The KYC registration process can be completed in three ways-.

  • Visit the website of a fund house or any of the above-mentioned KRA website and create an investor account by filling in your personal details and your Aadhaar-linked mobile number so that you can verify the account using that OTP.
  • Upload self-attested copies of your Identity Proof and Address Proof. Your eKYC process is done.
  • Visit a branch of a fund house or any of the above-mentioned KRA.
  • Fill in the KYC form and submit your Identity and Address Proof.
Aadhar based e-KYC:
  • If you are investing in a mutual fund scheme directly through the website of the mutual fund house, you can just go to the website, put in your Aadhaar number and complete your KYC by putting in some details and the OTP that comes on your registered mobile number.

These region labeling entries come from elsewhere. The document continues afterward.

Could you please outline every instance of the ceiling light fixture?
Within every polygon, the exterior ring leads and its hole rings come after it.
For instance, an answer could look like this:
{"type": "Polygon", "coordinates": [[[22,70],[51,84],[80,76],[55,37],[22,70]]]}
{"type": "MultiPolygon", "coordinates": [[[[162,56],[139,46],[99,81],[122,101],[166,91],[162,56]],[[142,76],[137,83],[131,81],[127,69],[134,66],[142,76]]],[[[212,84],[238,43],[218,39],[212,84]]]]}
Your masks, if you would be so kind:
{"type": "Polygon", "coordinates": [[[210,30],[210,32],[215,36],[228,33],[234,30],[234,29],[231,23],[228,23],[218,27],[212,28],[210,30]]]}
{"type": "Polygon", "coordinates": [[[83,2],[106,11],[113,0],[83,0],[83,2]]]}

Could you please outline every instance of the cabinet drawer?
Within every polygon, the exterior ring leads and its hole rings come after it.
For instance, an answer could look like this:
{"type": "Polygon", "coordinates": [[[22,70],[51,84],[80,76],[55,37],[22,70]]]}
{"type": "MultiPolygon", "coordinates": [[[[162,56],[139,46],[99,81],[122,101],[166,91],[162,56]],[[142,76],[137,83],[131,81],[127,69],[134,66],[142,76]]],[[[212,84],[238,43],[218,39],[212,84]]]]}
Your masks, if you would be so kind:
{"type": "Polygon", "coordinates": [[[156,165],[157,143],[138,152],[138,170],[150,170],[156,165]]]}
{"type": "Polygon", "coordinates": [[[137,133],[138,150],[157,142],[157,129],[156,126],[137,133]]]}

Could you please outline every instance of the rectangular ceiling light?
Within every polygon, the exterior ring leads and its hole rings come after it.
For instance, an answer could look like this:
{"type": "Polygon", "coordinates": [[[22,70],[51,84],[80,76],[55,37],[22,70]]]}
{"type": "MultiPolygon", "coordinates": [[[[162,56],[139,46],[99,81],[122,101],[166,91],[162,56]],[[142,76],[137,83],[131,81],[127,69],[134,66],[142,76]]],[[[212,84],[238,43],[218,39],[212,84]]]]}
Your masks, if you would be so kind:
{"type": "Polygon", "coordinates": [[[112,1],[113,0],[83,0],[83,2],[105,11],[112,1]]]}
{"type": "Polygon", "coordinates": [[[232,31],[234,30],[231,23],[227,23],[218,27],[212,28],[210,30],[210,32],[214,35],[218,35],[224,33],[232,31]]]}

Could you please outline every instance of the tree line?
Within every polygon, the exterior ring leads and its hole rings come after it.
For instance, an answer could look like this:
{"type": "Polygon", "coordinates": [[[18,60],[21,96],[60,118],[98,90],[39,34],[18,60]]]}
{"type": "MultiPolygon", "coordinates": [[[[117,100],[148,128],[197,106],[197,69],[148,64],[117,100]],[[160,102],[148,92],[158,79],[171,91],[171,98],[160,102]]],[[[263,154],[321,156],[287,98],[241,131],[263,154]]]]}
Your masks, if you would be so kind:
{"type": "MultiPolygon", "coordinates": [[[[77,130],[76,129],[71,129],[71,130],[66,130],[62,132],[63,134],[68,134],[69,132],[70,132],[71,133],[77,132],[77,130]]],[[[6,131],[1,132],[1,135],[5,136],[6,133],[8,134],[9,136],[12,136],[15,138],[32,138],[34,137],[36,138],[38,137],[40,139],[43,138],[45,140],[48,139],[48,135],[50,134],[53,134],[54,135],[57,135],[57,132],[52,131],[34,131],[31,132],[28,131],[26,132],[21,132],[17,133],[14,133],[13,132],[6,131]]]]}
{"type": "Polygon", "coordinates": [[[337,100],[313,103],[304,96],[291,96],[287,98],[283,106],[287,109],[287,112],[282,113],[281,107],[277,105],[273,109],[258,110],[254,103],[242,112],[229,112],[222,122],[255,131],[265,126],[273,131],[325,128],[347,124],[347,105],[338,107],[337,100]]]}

  • If you are investing via a mutual fund distributor or appointed person for e-KYC through Aadhaar. The Sebi-registered distributors will perform e-KYC using registered devices with KUAs (KYC user agencies). Investor will enter Aadhaar number and biometric and provides consent on the registered device.
What documents do you require for KYC?
For KYC registration, KYC form has to be filled with all the details and needs to be submitted along with self-attested copies of required documents.  You can download the KYC form from the following sites:
  • For this you need to visit the website of CAMS KRA, Karvy or other registrars.
  • Or you can also visit the website of the fund house where you want to start your investments.
  • Or you can reach an Independent Financial Advisor.
The following documents need to be submitted for completing the process:
  • Recent passport size photograph
  • Proof of identity such as a copy of PAN card or UID (Aadhaar) or passport or voter ID or driving license
  • Proof of address passport or driving license or ration card or registered lease/sale agreement of residence or latest bank A/C statement or passbook or latest telephone bill (only landline) or latest electricity bill or latest gas bill, which are not older than three months. 
There is another method to complete KYC online known as Aadhar based e-KYC. This method is completely paperless. Punch in your Virtual Aadhaar number (which you can generate on the UIDAI website), enter your PAN, mobile number and OTP sent to your mobile number, and you can begin transacting online.
How do you check if you are KYC compliant?

You may be already KYC-compliant though. It is now effortless to check your KYC status online. You may check status of your KYC by entering your PAN in either of the links below:
  • https://kra.ndml.in/
  • https://camskra.com/
  • https://www.karvykra.com
  • https://www.cvlkra.com/
  • https://www.nsekra.com/
 Do you need to initiate KYC while investing in every new mutual fund?
No, as KYC is one-time exercise (central process), it needs to be done just once before investing. Once your KYC is registered you need not to undergo same process again while investing with different mutual fund houses.